Gitlab

Constructing the pipeline

September 22, 2016 DevOps, Gitlab, Haskell, Ubuntu No comments

If you successfully added a Gitlab project and pushed our Yesod code there, you might notice that some builds are being executed on your runner. That’s because the project already contains a .gitlab-ci.yml file. As you can see, it’s pretty much empty – just some prints for sake of checking whether the runner is configured properly.
Since it is, now is the time to adjust our pipeline to a more complex scenario. Obviously, there are dozens of pipelines used for many cases. Here I want to present one, quite simple deployment routine. We won’t be using all the steps yet (since we only have unit tests now), but they will come later during development (if not on this blog, then during your own coding sessions).

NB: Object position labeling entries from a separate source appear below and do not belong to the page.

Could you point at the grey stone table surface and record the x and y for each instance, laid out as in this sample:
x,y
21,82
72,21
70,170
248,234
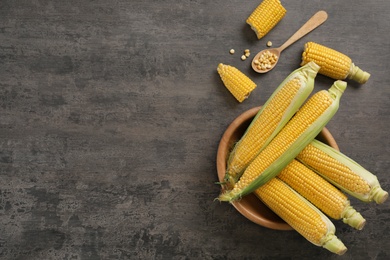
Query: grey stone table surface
x,y
112,111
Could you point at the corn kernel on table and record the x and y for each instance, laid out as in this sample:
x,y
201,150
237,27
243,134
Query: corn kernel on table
x,y
112,112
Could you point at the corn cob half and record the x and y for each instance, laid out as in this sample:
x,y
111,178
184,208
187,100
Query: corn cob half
x,y
343,172
270,119
295,135
239,85
321,193
301,215
265,17
333,64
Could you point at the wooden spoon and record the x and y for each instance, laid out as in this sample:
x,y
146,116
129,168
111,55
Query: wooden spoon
x,y
274,53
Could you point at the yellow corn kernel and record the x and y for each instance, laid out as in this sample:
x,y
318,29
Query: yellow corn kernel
x,y
333,64
265,17
321,193
342,171
270,119
300,215
295,135
236,82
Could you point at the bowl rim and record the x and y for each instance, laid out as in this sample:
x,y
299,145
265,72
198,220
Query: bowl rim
x,y
242,205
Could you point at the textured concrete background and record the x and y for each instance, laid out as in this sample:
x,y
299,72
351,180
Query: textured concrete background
x,y
111,114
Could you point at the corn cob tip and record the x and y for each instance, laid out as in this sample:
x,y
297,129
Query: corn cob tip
x,y
338,88
379,195
335,245
358,75
353,218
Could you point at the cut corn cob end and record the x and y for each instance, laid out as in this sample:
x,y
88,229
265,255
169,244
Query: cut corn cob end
x,y
358,75
333,244
353,218
239,85
378,195
265,17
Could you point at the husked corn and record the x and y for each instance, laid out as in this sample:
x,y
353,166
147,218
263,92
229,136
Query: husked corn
x,y
343,172
292,139
333,64
301,215
270,119
266,16
321,193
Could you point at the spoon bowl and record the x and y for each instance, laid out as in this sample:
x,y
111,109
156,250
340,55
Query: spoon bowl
x,y
266,66
262,64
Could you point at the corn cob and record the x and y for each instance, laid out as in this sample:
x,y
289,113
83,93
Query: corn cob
x,y
333,64
301,215
265,17
270,119
236,82
295,135
343,172
321,193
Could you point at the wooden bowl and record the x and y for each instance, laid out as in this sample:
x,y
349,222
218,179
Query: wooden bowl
x,y
250,206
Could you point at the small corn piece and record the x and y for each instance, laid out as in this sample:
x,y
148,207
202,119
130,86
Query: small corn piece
x,y
343,172
301,215
321,193
333,64
274,114
266,16
236,82
295,135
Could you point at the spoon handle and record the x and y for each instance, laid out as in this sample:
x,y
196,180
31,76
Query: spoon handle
x,y
316,20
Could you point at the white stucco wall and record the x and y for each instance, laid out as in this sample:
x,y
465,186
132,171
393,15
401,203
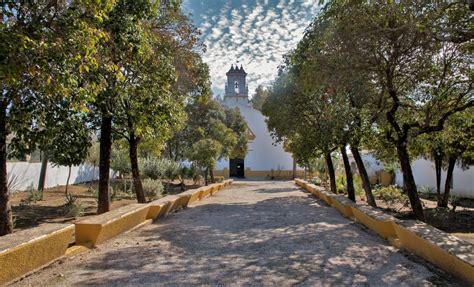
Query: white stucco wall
x,y
424,173
27,174
262,153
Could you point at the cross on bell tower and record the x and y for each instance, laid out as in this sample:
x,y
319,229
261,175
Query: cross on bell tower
x,y
236,85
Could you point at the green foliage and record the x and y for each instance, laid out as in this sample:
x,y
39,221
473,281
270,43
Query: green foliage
x,y
159,168
212,132
379,74
153,188
455,201
260,96
316,181
33,196
120,161
70,143
392,195
121,189
93,155
73,207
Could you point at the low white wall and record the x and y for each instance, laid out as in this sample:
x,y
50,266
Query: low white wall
x,y
424,173
27,174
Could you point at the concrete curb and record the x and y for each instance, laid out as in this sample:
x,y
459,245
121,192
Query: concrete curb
x,y
449,253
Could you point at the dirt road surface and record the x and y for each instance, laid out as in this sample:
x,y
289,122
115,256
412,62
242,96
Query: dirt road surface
x,y
253,233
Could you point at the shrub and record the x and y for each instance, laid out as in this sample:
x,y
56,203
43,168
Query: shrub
x,y
120,161
392,195
316,181
158,168
194,173
455,201
33,196
153,189
122,189
73,207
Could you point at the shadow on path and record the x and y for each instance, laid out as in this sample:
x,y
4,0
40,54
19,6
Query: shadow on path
x,y
279,240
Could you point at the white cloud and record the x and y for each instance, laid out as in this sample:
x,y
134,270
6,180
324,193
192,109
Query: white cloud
x,y
256,35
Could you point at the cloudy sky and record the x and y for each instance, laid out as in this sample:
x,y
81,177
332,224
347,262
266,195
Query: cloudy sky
x,y
256,33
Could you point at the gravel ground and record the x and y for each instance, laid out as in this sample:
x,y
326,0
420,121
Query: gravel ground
x,y
253,233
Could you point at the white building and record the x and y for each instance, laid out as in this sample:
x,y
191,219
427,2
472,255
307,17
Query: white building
x,y
264,159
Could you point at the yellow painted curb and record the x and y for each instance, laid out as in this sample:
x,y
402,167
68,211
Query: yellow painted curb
x,y
180,202
27,250
343,205
206,191
99,228
195,194
78,249
448,252
443,250
158,208
375,220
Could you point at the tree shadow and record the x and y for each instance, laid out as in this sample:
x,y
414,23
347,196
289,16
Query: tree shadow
x,y
287,240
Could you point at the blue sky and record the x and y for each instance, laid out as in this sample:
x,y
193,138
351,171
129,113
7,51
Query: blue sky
x,y
256,33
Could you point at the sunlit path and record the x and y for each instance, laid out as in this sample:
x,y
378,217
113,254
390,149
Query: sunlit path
x,y
251,233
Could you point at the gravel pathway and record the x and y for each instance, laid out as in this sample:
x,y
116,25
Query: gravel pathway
x,y
253,233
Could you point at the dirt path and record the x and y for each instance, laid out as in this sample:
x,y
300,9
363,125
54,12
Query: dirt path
x,y
262,233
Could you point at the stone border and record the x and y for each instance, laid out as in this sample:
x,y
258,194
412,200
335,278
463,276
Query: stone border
x,y
448,252
28,250
25,251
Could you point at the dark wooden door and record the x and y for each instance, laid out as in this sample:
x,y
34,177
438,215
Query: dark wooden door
x,y
236,167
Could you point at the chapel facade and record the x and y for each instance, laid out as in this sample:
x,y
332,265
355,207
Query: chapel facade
x,y
264,159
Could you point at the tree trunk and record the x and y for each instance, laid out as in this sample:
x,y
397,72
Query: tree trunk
x,y
438,159
349,179
42,179
104,164
294,168
211,173
449,178
409,184
6,219
137,183
67,181
364,176
93,175
331,173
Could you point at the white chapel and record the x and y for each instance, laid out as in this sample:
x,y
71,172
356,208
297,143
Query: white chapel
x,y
264,159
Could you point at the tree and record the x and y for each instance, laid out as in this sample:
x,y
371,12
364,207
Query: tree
x,y
451,146
93,158
259,98
211,132
39,68
421,80
129,47
413,66
70,144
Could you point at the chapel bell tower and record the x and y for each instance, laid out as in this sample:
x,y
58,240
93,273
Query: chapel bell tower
x,y
236,86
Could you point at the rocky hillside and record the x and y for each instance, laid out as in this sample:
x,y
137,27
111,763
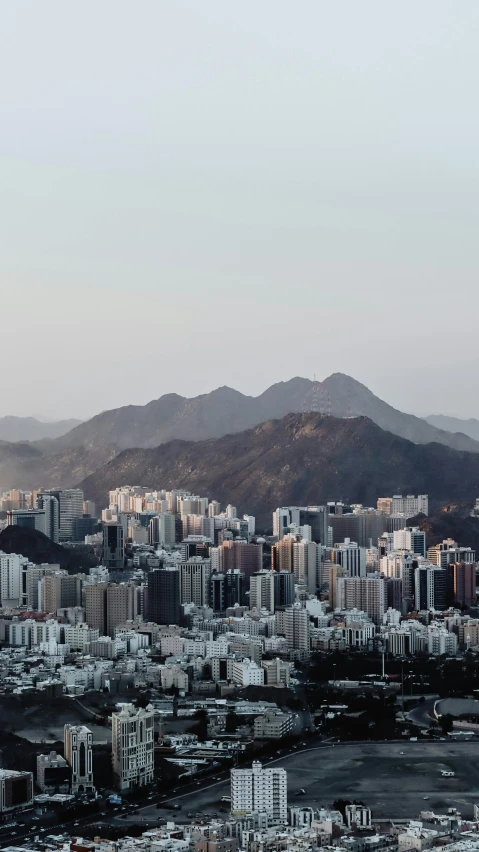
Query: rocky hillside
x,y
225,411
31,429
300,459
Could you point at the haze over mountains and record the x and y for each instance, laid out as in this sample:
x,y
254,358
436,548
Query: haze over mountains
x,y
73,456
31,429
300,459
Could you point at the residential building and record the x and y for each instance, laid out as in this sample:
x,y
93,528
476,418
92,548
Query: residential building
x,y
78,751
113,546
261,594
164,595
16,790
195,581
53,773
260,790
293,624
410,538
70,503
273,725
133,747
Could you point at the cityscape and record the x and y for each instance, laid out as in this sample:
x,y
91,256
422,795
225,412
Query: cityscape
x,y
239,426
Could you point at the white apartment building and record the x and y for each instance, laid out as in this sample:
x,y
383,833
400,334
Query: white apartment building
x,y
261,594
293,623
78,752
260,790
247,673
409,505
273,725
133,746
195,581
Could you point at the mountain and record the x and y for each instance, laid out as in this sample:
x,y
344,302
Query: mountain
x,y
300,459
39,548
224,411
454,424
450,521
31,429
24,465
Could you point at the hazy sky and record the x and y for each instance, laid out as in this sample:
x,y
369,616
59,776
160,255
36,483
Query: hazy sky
x,y
210,192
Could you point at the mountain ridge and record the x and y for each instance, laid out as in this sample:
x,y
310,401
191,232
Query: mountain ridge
x,y
299,459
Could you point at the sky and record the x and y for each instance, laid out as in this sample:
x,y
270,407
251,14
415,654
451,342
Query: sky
x,y
195,194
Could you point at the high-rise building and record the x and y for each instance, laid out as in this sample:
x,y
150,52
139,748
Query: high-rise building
x,y
448,551
133,747
351,557
409,505
462,584
430,587
261,594
410,538
51,507
284,595
16,790
195,581
164,596
59,590
78,753
13,579
113,546
227,590
293,624
260,790
33,519
368,594
108,605
70,502
305,563
314,516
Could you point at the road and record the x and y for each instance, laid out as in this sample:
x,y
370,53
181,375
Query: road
x,y
391,778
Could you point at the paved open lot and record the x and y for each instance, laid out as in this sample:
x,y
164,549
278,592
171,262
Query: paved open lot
x,y
392,778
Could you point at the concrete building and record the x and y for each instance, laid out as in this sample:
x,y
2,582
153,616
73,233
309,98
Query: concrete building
x,y
78,750
273,725
195,581
410,538
16,790
133,747
53,773
262,591
70,503
260,790
351,557
247,673
164,596
113,546
410,505
293,624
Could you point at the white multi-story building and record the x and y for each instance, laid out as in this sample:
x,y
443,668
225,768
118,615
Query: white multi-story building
x,y
247,673
261,790
410,505
261,594
293,623
195,581
410,538
78,752
133,746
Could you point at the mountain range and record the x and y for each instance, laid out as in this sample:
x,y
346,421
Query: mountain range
x,y
300,459
454,424
73,456
31,429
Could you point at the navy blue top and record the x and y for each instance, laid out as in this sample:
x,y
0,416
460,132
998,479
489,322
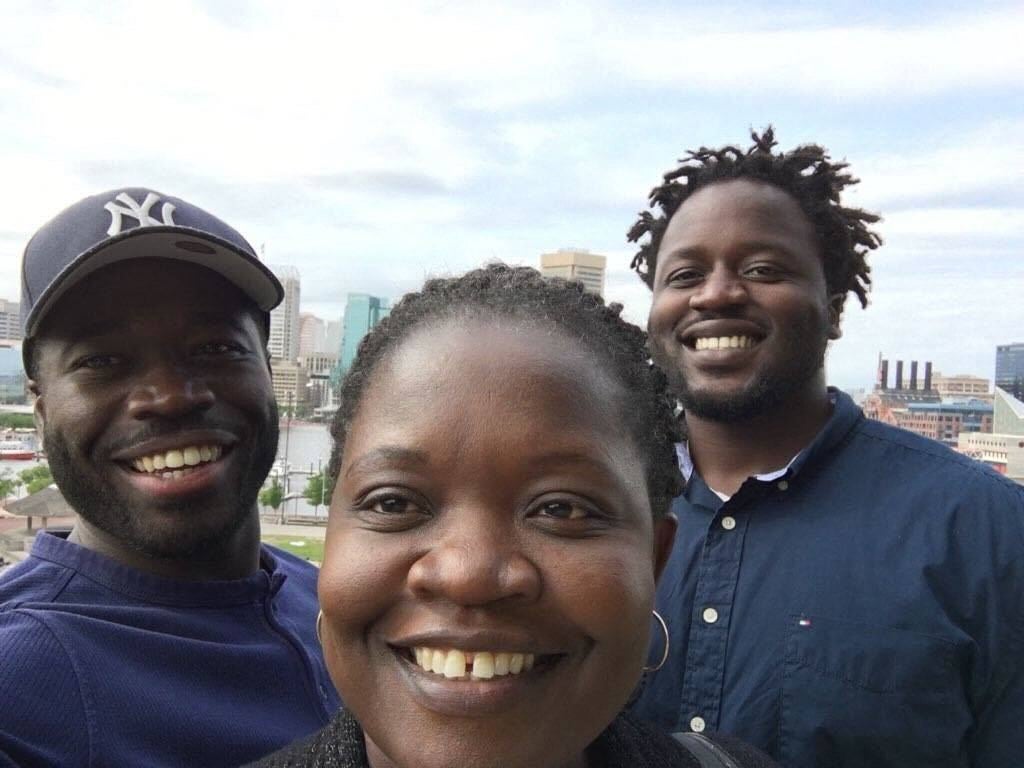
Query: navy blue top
x,y
865,608
101,665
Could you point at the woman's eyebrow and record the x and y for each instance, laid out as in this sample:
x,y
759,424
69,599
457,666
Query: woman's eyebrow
x,y
387,457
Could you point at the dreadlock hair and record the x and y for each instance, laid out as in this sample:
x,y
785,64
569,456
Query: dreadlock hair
x,y
806,173
521,294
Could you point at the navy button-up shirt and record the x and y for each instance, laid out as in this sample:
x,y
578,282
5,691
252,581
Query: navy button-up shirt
x,y
865,608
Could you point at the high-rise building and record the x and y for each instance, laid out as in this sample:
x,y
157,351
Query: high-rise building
x,y
320,368
289,385
576,263
1010,369
1008,415
363,311
11,376
10,320
284,342
962,385
312,334
332,341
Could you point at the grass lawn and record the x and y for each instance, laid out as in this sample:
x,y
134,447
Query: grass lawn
x,y
309,549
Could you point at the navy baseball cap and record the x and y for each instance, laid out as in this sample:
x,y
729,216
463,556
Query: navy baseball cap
x,y
133,223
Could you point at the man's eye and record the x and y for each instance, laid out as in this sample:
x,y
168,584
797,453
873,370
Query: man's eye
x,y
98,361
392,505
220,347
563,511
763,270
684,276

I propose a four-step pipeline, in .gitlab-ci.yml coded as:

stages:
  - dev-testing
  - packaging
  - integration-testing
  - publishing

dev-testing is the part executed by developers on their local machines – this usually boils down to some linter, compilation and unit test execution. I treat “unit tests” as tests which do not require any particular binary file available on build server (for example a separate database instance or some set of services). For these reasons, tests that use only sqlite are fine for me in this phase. Of course, feel free to disagree, I’m not going to argue about it. This phase goes first (before the “official” build phase), because – for compiled languages like Haskell – a separate build is required for test cases, and that’s kind of a commit sanity check. This stage should only fail if the developer didn’t run proper scripts before commit (ideally never), or if he’s not required to (e.g. for a really small project).

Next stage, packaging, is a phase that should never fail. It consists of building a whole deployment package, resolving dependencies, constructing RPM, DEB, Docker image or whatever deployment system do you use and pushing it to test-package repository (not necessarily – it may be sometimes passed as an artifact between builds).

Third stage, integration-testing is arguably the most important piece of the whole pipeline. It is needed to verify whether all the pieces fit together. They require full environment set up, including databases, servers, security rules, routing rules etc. I’m a big fan of performing this phase automatically, but many real-world projects require manual attention. If you have such a project, the best advice I can give you is – run whatever is reasonable here, and publish internally if it passes. Then handle the passed scenarios to your testers and add another layer of testing-publishing (possibly using a tool dedicated for release management). This stage will fail often – mostly due to bugs in either your code or your scripts (which are also your code) – there will be races, data overrides and environment misalignments. Be prepared. Still, it’s the purpose of this stage – things that will fail here, most probably would fail on production otherwise, so it’s still good!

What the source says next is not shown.